How to manage data and information flows in AI systems is going to be an important question, and Prince sees a lot of opportunity there. Shadow AI, the new Shadow IT, is a related issue. Whether or not end user organisations mandate that users don’t use third parties like OpenAI, for fear of leaking trade secrets, they’re almost certainly going to do it anyway. We’ve seen this pattern with pretty much every industry advance from minicomputers to PCs to open source to SaaS apps to Cloud. Users will choose whatever is easiest and makes them effective. So just because your company tells you not to use ChatGPT, doesn’t mean you won’t. Trust, provenance, safety, explainability, intellectual property management, data and information sovereignty – will all be differentiators for AI and ML.
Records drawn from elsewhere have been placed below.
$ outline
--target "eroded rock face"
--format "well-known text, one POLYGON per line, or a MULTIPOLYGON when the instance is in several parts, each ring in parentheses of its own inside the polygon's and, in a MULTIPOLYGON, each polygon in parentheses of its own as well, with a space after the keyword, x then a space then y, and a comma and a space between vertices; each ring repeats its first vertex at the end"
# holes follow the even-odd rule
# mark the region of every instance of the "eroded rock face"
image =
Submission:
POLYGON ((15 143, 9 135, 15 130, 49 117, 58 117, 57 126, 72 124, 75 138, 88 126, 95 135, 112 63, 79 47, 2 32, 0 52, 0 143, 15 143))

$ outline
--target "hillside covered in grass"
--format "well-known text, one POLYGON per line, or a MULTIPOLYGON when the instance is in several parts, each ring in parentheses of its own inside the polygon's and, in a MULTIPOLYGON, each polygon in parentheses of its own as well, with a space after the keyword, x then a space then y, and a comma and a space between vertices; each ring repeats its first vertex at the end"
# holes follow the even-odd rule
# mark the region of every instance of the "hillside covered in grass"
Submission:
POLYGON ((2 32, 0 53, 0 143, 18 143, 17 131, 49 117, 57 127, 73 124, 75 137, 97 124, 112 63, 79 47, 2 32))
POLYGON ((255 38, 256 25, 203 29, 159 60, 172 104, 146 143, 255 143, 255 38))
One way or another, Prince sees plenty of potential to become the classic provider of picks and shovels, an essential infrastructure provider to AI companies.

 

disclosure: Cloudflare and Microsoft are both clients.

 

2 comments

  1. just noting that ONNX dates back to 2017 and while Microsoft has always been involved, it’s an open source cross-industry project with Facebook and (later) AWS and others https://thenewstack.io/facebook-microsoft-bring-interoperable-models-machine-learning-toolkits/

    ONNX has always done accelerator-specific model optimization, on both server and client; Olive is a nice framework for simplifying that, plugging in extra optimizations for model compression and quantization from eg Intel and AMD and getting a nice package out at the end. ONNX started as a way to take advantage of the acceleration of wherever your model was going to end up so you weren’t limited to a single platform; these days you might be thinking more about choosing where to do the inferencing for cost or efficiency…

  2. I think Cloudflare is making some very interesting moves in the AI space. They are clearly seeing the potential of generative AI and are positioning themselves to be a leader in this area.
    As said, Generative AI models can be used to generate spam, fake news, and other harmful content. Cloudflare’s security solutions can help to protect against these threats.